Work in progress! PIC based 50Hz square wave generator. DIL switches set the duty cycle - here set to 50% (0x80).
12 volt DC input current is 1A, with AC load of 12W - so it's 100% efficient!
This was quick; and useful; and gave an insight of the wrong approach!
The panel need to be loaded at the Maximum Power Point. See this page. (Image size is a bit big!)
A summary of Redrok's ruminations here:
Pulse Width Modulation [PWM] Solar Power Regulators.
Maximum Power Point Controllers [MPPC]
Maximum Power Point Trackers [MPPT]
The Maximum Power Point Tracker is a special form of buck/boost, sometimes buck only, power converter designed to deliver the maximum possible power to a load, or storage battery, from limited input power sources. These work similar to a normal Pulse Width Modulating, PWM, voltage regulator except that the pulse width control is designed to track the maximum power available from the PV panel. Of course, when the battery voltage is high enough then the converter is shut down effecting charge regulation.

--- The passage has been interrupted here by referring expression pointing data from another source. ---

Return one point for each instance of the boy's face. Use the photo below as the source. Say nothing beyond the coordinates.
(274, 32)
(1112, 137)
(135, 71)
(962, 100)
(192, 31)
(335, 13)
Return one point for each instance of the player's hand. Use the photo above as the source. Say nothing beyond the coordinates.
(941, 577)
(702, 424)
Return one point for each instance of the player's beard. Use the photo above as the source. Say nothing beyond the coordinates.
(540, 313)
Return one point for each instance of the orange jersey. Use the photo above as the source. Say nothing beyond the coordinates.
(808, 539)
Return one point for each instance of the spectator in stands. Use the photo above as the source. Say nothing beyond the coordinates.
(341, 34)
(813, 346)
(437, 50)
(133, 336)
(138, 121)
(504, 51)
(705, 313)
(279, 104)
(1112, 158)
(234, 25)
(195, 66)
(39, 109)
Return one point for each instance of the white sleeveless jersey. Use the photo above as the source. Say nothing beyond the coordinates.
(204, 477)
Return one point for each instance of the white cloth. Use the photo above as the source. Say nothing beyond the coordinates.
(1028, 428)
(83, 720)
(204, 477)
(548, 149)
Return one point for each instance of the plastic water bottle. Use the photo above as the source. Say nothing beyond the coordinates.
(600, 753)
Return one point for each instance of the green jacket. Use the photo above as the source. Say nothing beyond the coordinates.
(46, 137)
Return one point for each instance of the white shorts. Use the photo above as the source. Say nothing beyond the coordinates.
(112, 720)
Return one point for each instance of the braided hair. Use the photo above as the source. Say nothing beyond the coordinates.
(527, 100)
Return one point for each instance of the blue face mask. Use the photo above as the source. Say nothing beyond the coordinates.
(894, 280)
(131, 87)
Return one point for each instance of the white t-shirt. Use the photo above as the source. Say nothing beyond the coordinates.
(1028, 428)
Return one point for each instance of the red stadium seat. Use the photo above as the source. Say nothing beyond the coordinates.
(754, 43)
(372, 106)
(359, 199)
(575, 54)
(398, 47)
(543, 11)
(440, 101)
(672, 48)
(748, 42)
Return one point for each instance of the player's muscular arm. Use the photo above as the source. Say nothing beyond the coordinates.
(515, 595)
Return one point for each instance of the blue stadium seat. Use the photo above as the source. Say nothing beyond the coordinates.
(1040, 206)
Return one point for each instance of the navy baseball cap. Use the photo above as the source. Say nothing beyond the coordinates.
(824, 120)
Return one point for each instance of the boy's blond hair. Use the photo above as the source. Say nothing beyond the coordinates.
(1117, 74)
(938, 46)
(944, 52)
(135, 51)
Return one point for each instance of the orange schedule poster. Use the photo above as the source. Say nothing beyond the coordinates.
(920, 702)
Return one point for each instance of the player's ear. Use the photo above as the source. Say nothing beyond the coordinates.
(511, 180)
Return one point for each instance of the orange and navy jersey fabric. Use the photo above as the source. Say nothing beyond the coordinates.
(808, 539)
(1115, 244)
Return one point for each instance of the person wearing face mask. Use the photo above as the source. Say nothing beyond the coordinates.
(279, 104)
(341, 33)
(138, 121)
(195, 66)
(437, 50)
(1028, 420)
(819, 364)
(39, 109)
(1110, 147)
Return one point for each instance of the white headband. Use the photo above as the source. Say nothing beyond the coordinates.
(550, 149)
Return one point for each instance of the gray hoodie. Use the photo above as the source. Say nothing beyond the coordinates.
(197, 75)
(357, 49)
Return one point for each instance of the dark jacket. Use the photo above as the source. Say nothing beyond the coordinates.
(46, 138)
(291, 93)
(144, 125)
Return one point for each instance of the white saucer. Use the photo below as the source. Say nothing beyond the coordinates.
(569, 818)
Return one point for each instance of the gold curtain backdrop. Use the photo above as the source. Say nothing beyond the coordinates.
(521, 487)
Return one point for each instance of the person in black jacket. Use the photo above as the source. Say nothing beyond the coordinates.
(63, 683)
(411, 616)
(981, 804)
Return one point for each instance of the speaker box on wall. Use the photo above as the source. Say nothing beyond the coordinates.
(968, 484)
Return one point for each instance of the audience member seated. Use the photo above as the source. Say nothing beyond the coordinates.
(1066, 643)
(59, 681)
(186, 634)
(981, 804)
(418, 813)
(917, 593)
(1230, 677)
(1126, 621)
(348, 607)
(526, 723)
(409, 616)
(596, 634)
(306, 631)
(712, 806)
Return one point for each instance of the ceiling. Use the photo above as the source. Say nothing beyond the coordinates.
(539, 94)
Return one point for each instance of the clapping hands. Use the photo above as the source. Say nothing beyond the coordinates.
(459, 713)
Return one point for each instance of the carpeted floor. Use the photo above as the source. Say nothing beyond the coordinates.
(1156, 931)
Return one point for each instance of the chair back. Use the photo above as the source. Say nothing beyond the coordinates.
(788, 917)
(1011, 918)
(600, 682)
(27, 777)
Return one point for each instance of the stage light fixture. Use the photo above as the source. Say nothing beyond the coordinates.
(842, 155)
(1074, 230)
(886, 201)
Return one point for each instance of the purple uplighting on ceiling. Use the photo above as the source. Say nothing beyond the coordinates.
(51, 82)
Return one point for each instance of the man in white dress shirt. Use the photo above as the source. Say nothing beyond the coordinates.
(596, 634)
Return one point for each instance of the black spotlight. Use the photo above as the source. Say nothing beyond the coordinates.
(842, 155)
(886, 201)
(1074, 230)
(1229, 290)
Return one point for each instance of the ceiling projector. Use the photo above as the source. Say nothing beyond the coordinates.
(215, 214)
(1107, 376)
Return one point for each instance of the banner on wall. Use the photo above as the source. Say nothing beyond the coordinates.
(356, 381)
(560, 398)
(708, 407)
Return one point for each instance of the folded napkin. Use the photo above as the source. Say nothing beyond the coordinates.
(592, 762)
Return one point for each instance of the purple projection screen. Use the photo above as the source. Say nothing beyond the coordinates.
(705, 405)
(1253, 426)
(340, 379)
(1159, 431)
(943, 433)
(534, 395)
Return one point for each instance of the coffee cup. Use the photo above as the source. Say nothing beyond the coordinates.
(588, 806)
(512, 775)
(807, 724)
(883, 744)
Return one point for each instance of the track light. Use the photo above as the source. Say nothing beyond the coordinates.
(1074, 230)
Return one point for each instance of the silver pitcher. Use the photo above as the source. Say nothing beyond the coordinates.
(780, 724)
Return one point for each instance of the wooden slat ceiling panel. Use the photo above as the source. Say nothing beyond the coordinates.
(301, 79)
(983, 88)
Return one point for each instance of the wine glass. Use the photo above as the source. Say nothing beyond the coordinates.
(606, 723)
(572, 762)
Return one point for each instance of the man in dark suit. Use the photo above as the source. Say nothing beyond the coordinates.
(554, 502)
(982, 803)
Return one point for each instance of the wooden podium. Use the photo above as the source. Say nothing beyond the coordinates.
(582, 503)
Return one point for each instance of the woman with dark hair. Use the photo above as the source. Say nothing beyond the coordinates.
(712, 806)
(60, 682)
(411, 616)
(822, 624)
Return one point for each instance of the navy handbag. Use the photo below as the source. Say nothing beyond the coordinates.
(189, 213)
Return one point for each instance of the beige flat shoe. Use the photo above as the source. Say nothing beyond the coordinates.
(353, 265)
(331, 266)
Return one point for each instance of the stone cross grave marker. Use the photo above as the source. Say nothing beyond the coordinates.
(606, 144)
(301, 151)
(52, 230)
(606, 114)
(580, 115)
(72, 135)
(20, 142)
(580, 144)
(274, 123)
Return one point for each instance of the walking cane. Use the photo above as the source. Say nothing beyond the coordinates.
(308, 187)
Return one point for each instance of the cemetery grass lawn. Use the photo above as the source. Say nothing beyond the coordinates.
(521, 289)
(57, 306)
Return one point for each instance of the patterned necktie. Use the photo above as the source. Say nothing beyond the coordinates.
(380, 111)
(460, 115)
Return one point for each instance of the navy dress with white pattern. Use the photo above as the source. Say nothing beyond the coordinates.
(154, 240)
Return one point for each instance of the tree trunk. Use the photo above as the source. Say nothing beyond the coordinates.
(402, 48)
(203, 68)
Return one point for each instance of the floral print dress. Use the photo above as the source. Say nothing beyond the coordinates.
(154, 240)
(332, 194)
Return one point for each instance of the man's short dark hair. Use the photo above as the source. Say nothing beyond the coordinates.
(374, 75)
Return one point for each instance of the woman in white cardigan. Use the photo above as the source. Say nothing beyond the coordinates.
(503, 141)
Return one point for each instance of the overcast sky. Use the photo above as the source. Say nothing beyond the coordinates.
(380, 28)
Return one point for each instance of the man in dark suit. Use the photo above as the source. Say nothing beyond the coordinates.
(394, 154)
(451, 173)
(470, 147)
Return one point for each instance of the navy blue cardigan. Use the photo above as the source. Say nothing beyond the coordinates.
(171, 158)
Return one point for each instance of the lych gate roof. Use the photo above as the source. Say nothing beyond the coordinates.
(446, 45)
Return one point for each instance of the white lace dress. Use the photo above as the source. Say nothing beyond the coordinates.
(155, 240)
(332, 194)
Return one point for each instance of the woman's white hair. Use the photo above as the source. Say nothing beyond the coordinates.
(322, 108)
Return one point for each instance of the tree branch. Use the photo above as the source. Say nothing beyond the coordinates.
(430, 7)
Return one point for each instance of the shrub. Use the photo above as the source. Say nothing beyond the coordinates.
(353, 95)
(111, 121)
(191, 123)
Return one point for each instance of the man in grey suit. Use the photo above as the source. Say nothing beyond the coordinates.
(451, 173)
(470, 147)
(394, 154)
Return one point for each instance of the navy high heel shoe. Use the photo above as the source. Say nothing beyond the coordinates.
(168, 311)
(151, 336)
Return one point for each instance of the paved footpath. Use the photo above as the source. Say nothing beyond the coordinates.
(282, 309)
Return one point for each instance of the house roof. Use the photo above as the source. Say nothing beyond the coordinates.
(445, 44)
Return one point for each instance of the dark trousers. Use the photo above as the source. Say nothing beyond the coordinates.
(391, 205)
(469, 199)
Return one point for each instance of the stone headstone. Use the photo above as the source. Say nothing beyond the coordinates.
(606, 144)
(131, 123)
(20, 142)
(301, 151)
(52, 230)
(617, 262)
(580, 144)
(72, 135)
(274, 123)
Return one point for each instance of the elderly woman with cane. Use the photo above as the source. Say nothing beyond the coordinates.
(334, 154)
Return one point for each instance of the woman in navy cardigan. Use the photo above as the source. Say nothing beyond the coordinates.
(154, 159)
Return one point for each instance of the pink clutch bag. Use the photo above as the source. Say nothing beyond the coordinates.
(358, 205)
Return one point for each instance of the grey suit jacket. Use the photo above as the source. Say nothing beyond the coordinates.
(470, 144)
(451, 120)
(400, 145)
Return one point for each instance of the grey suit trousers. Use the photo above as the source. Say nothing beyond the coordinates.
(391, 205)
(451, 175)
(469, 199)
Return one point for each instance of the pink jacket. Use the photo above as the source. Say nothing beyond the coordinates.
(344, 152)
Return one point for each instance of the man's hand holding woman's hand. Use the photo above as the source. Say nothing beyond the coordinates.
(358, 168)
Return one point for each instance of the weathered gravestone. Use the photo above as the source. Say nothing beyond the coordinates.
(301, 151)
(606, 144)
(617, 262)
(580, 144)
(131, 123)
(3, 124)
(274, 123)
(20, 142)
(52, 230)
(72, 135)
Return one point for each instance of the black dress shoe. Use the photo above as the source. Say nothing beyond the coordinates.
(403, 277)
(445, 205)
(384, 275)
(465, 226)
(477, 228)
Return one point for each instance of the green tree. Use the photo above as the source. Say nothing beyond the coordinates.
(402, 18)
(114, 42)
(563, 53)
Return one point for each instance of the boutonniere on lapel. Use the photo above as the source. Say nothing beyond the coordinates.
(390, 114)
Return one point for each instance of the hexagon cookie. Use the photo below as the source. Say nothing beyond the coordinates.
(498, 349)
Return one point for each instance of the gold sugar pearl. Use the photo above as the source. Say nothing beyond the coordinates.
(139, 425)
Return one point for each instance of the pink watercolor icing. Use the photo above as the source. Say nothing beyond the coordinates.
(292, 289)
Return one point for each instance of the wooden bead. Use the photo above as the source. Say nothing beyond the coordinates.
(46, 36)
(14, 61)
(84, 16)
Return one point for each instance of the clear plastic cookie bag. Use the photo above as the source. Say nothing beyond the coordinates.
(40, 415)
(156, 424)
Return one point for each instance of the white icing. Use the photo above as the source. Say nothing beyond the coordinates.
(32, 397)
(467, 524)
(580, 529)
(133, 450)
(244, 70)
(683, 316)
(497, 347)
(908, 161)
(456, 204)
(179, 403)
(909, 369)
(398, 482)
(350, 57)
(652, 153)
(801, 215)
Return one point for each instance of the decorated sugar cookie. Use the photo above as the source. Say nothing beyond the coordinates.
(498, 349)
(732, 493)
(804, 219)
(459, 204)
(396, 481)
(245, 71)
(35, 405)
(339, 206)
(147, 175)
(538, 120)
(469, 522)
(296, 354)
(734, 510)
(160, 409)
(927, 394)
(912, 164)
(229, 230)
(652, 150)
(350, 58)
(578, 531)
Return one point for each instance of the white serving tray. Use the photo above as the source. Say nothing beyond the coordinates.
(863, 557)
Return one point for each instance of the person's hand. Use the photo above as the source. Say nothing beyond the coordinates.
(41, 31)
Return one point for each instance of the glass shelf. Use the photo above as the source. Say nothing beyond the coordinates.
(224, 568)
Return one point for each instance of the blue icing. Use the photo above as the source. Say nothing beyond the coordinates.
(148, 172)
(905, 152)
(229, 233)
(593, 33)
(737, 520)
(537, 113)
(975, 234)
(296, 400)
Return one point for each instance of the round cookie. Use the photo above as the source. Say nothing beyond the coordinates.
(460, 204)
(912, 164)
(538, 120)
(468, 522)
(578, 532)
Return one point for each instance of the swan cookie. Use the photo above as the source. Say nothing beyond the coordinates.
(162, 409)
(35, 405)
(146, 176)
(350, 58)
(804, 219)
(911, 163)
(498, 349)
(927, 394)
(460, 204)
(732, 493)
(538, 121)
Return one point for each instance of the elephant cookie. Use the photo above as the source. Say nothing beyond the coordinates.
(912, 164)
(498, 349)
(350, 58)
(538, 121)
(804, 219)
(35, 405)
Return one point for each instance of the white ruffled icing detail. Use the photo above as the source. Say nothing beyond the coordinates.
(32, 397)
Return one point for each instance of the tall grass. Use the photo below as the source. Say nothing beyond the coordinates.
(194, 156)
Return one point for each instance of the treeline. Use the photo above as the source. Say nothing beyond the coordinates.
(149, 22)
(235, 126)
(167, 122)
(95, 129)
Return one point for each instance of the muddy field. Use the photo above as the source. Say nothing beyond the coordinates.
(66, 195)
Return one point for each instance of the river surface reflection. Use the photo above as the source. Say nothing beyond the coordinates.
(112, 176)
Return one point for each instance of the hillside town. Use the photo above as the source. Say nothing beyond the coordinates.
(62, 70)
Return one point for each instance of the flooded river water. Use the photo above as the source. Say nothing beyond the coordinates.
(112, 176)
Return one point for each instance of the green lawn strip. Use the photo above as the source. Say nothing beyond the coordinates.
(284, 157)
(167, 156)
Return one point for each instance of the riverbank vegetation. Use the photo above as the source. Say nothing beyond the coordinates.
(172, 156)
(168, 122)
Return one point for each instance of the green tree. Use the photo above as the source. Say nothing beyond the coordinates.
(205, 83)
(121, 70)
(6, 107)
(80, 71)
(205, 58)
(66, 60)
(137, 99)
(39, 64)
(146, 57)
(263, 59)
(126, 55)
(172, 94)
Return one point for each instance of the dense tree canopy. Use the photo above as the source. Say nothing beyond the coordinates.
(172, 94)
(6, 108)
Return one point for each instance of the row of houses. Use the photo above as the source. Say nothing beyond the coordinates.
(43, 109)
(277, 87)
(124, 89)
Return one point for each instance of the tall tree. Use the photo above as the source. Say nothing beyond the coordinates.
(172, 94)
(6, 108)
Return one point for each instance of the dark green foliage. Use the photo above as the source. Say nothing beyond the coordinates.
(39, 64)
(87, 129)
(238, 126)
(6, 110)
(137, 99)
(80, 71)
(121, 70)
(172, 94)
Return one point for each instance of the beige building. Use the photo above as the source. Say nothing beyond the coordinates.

PV panel output voltage, and consequently the maximum power point, varies in many ways. The maximum power point varies with temperature, light influx, cloud cover, dirt, and panel age. The important thing is that this maximum power point voltage rarely matches the battery voltage.
These converters are sort of reverse voltage regulators that instead of controlling the output voltage, which is fixed by the battery, controls the input voltage.
There are several ways to accomplish the control of this power conversion:
Fixed Ratio. The simplest way is to just manually set the pulse width of the power converter. While this is not technically a controller because the pulse width is fixed it does produce some power gain over a shunt controller.
Open loop power tracker. A better way is to first characterize the panel voltage vs. the input light vs. output power. A photo sensor circuit controls the input voltage that the panel runs at. While these work reasonably well and more efficiently than the simple regulators they are not the optimum solution. In my opinion they are no cheaper to build than the better tracking circuit described next.
Closed loop power tracker. More complicated and more accurate power tracking controllers use wattage sampling techniques to continuously find the optimal panel operating voltage. The way they work is to periodically introduce a small change in the controlled panel input voltage, measure the current, then calculate the input wattage. If the wattage has increased over the last sample then the next change in voltage should be in the same direction as the last change. However, if the wattage is less than the last sample then the next voltage change should be in the opposite direction to what the present change was.
The panel voltage is continuously being adjusted in a dynamic way to see if the output power can be increased. While the panel voltage is technically never at the true peak point the error is negligibly small. The result of this voltage dance is the ability of the controller to track the maximum power point no mater what the input PV panel conditions.
Can the circuit be made simpler? YES! Closed loop current tracker. It turns out that there is a major simplification in the control of maximum power point battery charger controllers. Delivered power is the multiplication of delivered current times battery voltage. Since battery voltage is relatively constant one needs to only use the delivered current to represent the approximate delivered power. No complex multiplication needs to be performed.
In the above example where power was used to determine the direction of the change of the input voltage The simplified controller uses the change of the delivered current sample as the clue for determining the direction of the change of the input voltage.